Notes IV

Tue Jan 22 15:07:04 PST 2008

With a bit more experience of D, here is my 4th list of notes about D v.1.x (maybe this is the last one, because I have already said most things I can think of). Few bits are repeated from the precedent notes because I have new arguments to support them.
Probably some of the following things are silly, and you can ignore them, but I believe some of them are meaningful enough.

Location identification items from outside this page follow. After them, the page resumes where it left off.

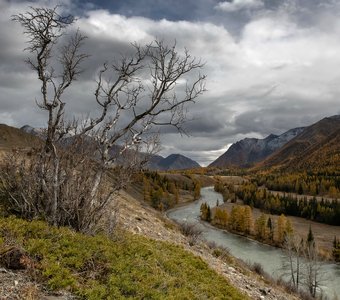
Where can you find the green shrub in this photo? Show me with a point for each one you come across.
(129, 267)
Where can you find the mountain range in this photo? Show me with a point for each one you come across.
(248, 151)
(315, 147)
(26, 136)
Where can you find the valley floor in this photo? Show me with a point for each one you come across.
(143, 220)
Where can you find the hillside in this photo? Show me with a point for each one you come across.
(248, 151)
(147, 246)
(176, 162)
(316, 148)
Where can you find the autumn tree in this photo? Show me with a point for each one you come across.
(220, 217)
(294, 247)
(336, 249)
(61, 182)
(281, 225)
(261, 227)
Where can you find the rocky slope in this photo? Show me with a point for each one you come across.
(251, 150)
(141, 219)
(316, 148)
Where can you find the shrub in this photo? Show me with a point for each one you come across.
(131, 266)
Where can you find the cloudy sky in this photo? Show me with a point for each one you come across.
(271, 65)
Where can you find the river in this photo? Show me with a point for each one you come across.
(246, 249)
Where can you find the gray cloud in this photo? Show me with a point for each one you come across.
(236, 5)
(268, 71)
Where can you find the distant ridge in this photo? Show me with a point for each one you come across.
(316, 148)
(176, 162)
(28, 136)
(248, 151)
(11, 137)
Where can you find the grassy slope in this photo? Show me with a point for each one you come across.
(126, 267)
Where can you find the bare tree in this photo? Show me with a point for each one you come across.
(294, 247)
(134, 95)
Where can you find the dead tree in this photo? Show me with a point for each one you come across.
(134, 96)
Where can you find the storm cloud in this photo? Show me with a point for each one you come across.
(270, 65)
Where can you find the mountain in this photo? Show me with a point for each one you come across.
(176, 162)
(251, 150)
(316, 148)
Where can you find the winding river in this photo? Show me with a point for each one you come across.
(246, 249)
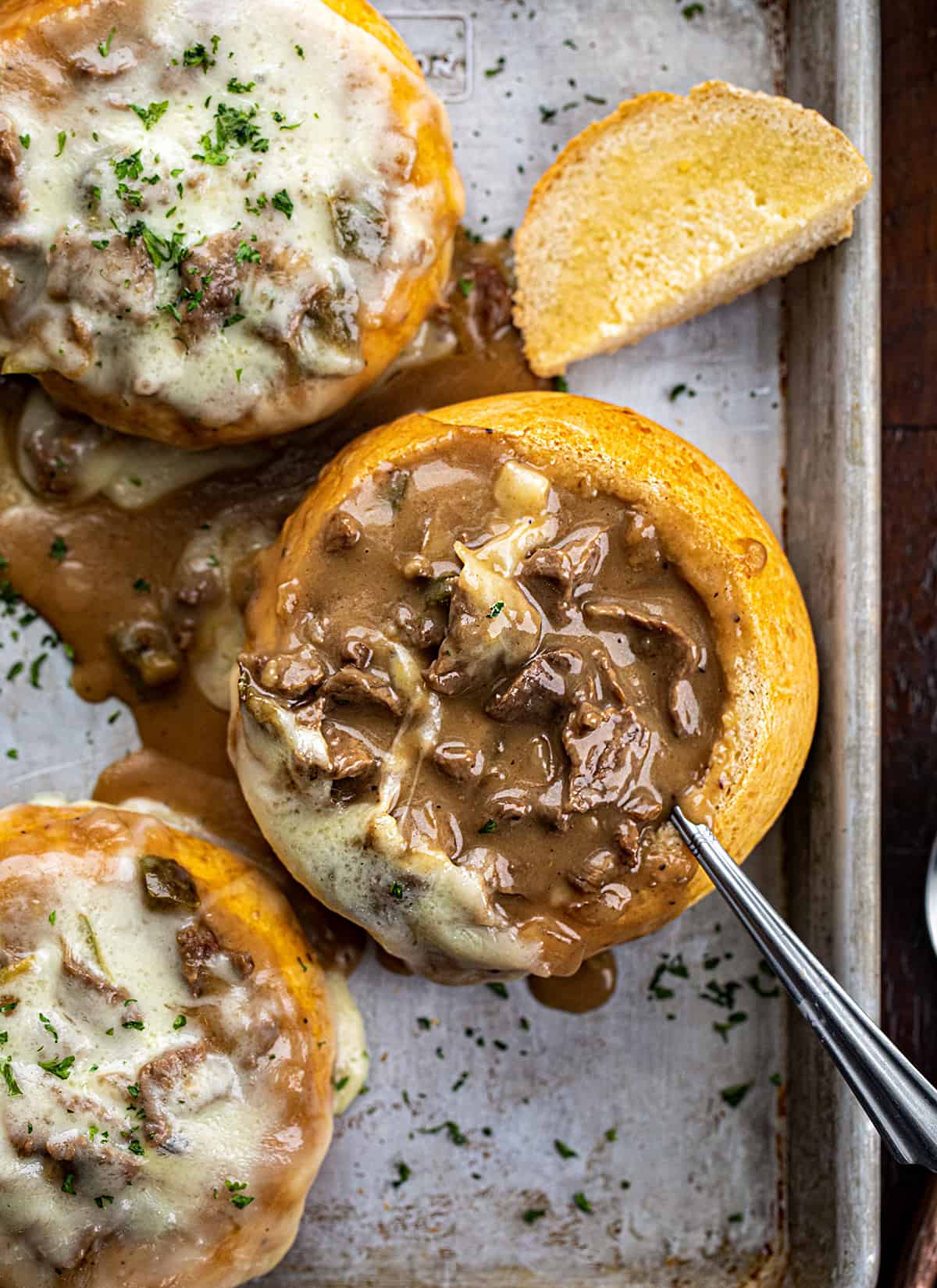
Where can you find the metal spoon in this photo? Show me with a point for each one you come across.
(901, 1104)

1) In D I often enough do mistekes like this:
foreach (i, a, myobj)
But usually not this one:
foreach (i; a; myobj)
There for my eyes it's not always easy to spot the difference between "," and ";", so I think a "in" instead of ";" (as used in Python and C# too) can be seen better:
foreach (i, a in myobj)

2) I think in some cases it may be possible to unify the functions of std.conv, like:
toFloat(x)
with the casting, like:
cast(float)x
So to convert an int x to float you can use:
float(x)
To convert a string to float you can use the same syntax, with no need of the std lib:
float(" -12.6  ")
(Note the spaces, they are ignored).
I don't know how badly this can interact with other bits of D syntax.

3) In my D code I keep writing "length" all the time (currently I can find 458 "length" words inside my d libs). It's a long word, $ inside the scope of [] helps reducing the typing, but I often enough write "lenght", so I think still a default attribute named "len" (as in Python) may be better than "length". The attribute "dup" too is an abbreviation, probably of "duplicate", so abbreviations seem acceptable in such context.

4) Regarding the array/string concatenation the D docs say:
>Many languages overload the + operator to mean concatenation. This confusingly leads to, does:
"10" + 3
produce the number 13 or the string "103" as the result? It isn't obvious, and the language designers wind up carefully writing rules to disambiguate it - rules that get incorrectly implemented, overlooked, forgotten, and ignored. It's much better to have + mean addition, and a separate operator to be array concatenation.<

I don't agree with that. Maybe that comment is true for Perl, where the wild casting is automatic, or it's true for Java, that automatically converts values to strings if you add them to a strings, but other languages are quite strict, like Python, that allows you only to "sum" two strings or to sum two numbers:
>>> "10" + "3"
'103'
>>> 10 + 3
13
>>> "10" + 3
Traceback (most recent call last):
  File "<stdin>", line 1, in <module>
TypeError: cannot concatenate 'str' and 'int' objects
>>> 10 + "3"
Traceback (most recent call last):
  File "<stdin>", line 1, in <module>
TypeError: unsupported operand type(s) for +: 'int' and 'str'
Thanks to such strong (but dynamic) typing in Python I've never had problems in using "+" to join strings, and if you look in the Python newsgroup you will find surprisingly little complaints from people doing errors because of such overloading of "+". So I think "+" and "+=" are fine to join strings/arrays if you use them in a strong typed way, beside being more standard, because various languages use "+" for that purpose. (And string join is a very common operation, and to input "~" it forces to use the numerical keyboard to input it if you don't use an English keyboard). 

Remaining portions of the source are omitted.